Question

Find the value of x from the following
\[3x + \dfrac{5}{{16x}} - 2 = 0\]

Answer 1

Hint: To solve a given equation, we first rearrange the equation to form a quadratic equation in one variable. Here the variable is x. After rearranging the equation, we find the value of x by factorization method or by quadratic formula. If factorization is not possible, then we use a quadratic formula. Here we are using both methods to find the values of x.

Complete step-by-step answer:
Given: An equation
\[3x + \dfrac{5}{{16x}} - 2 = 0\]
We can write above equation as
\[\dfrac{{48{x^2} + 5 - 32x}}{{16x}} = 0\]
\[ \Rightarrow 48{x^2} + 5 - 32x = 0\]
In the above quadratic equation we can use the factorization method. Or we use quadratic formulas.
Method 1: Factorization method
\[48{x^2} - 32x + 5 = 0\]
\[ \Rightarrow 48{x^2} - 12x - 20x + 5 = 0\]
\[ \Rightarrow 12x(4x - 1) - 5(4x - 1) = 0\]
\[ \Rightarrow (4x - 1)(12x - 5) = 0\]
We get
\[(4x - 1) = 0\]
\[\therefore x = \dfrac{1}{4}\]
and \[(12x - 5) = 0\]
\[\therefore x = \dfrac{5}{{12}}\]
Method II:
By quadratic formula: If \[a{x^2} + bx + c = 0\]is a quadratic equation, then quadratic formula is given by
\[x = \dfrac{{ - b \pm \sqrt {{b^2} - 4ac} }}{{2a}}\]
For\[48{x^2} - 32x + 5 = 0\], \[a = 48.b = - 32,c = 5\]
we get, \[a = 48.b = - 32,c = 5\]
Substituting values of a.b and c in quadratic formula, we get
\[x = \dfrac{{ - ( - 32) \pm \sqrt {{{( - 32)}^2} - 4 \times 48 \times 5} }}{{2 \times 48}}\]
\[ \Rightarrow x = \dfrac{{32 \pm 8}}{{96}}\]
then we get two values of x as,
\[x = \dfrac{{32 + 8}}{{96}}and\dfrac{{32 - 8}}{{96}}\]
\[ \Rightarrow x = \dfrac{{40}}{{96}},\dfrac{{24}}{{96}}\]
\[\therefore x = \dfrac{5}{{12}},\dfrac{1}{{12}}\]

Hence, we get the value of x is \[\dfrac{5}{{12}}\& \dfrac{1}{{12}}\] by both methods.

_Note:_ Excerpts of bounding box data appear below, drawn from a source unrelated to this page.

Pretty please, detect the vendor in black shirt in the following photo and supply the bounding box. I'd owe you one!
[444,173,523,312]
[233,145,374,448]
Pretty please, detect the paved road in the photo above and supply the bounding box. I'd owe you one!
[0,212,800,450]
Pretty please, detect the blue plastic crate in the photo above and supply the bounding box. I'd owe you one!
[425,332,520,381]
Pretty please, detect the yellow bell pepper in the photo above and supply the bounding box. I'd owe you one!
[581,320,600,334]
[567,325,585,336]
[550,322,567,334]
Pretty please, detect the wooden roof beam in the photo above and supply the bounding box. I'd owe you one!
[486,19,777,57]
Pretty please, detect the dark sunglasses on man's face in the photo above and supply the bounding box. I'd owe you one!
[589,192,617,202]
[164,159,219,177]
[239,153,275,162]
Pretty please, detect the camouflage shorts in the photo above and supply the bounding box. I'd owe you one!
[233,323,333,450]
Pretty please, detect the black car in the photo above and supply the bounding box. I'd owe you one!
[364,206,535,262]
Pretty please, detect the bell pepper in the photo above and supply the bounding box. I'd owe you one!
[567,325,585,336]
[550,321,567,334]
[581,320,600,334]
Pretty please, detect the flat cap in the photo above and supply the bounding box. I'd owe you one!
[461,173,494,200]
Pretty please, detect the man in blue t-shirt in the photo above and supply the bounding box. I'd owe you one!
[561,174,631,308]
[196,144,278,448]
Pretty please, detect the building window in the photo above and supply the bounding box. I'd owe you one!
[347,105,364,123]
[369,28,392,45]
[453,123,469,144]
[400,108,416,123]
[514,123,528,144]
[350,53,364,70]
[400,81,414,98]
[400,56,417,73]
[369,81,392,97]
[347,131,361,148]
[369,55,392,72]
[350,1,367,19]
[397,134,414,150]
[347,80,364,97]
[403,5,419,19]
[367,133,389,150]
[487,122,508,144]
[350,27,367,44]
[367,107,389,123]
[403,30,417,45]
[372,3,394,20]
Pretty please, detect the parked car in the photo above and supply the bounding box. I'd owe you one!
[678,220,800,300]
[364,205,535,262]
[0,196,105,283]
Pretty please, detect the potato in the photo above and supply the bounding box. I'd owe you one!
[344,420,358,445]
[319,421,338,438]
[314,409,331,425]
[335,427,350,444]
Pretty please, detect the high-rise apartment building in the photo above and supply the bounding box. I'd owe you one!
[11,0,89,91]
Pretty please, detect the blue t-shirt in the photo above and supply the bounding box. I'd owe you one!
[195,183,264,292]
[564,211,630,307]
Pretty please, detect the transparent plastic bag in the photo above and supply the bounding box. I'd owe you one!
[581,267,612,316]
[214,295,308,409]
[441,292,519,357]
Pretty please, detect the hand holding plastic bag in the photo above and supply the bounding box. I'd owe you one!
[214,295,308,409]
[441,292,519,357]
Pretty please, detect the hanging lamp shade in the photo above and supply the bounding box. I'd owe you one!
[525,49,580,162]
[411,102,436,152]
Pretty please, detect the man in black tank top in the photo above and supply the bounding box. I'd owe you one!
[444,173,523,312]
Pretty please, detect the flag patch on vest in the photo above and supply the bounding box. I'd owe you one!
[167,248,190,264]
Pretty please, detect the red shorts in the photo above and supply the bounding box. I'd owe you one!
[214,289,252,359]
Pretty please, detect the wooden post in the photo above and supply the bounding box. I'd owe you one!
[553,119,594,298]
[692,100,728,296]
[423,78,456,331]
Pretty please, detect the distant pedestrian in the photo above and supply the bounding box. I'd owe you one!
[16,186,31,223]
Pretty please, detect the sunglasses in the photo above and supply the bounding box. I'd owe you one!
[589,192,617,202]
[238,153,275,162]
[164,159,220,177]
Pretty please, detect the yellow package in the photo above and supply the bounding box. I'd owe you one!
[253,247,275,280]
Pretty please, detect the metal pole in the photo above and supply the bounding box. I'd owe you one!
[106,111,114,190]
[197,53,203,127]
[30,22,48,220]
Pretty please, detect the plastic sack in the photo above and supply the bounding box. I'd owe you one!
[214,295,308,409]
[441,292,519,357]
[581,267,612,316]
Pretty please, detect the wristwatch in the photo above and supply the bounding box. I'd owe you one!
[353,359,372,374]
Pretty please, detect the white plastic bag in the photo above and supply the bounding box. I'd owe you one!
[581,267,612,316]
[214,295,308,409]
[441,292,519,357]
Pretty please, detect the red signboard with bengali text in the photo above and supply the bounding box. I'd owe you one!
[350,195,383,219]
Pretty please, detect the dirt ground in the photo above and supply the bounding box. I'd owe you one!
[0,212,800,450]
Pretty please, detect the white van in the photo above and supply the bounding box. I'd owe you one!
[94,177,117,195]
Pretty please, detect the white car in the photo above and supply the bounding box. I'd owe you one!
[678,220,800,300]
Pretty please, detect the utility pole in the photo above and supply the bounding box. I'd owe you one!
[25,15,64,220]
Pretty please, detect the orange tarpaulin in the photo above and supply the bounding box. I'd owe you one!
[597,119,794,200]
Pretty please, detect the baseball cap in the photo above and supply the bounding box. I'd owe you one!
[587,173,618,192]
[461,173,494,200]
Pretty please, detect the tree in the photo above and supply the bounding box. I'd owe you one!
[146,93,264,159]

Note: A quadratic equation in algebra is described by an equation that can be rearranged in standard form as \[A{x^2} + Bx + C = 0\]. Where x is unknown, which value is to be calculated in the equation. It is also called a variable. A,B and C represent known numbers or constants, Here \[a \ne 0\]. If\[a = 0\], then the equation is not quadratic, Then it is called linear.
The values of x that satisfy the equation are called solutions. Here the power of the equation is 2, so there are two values of x are obtained. These values are called roots or zeros of the expression.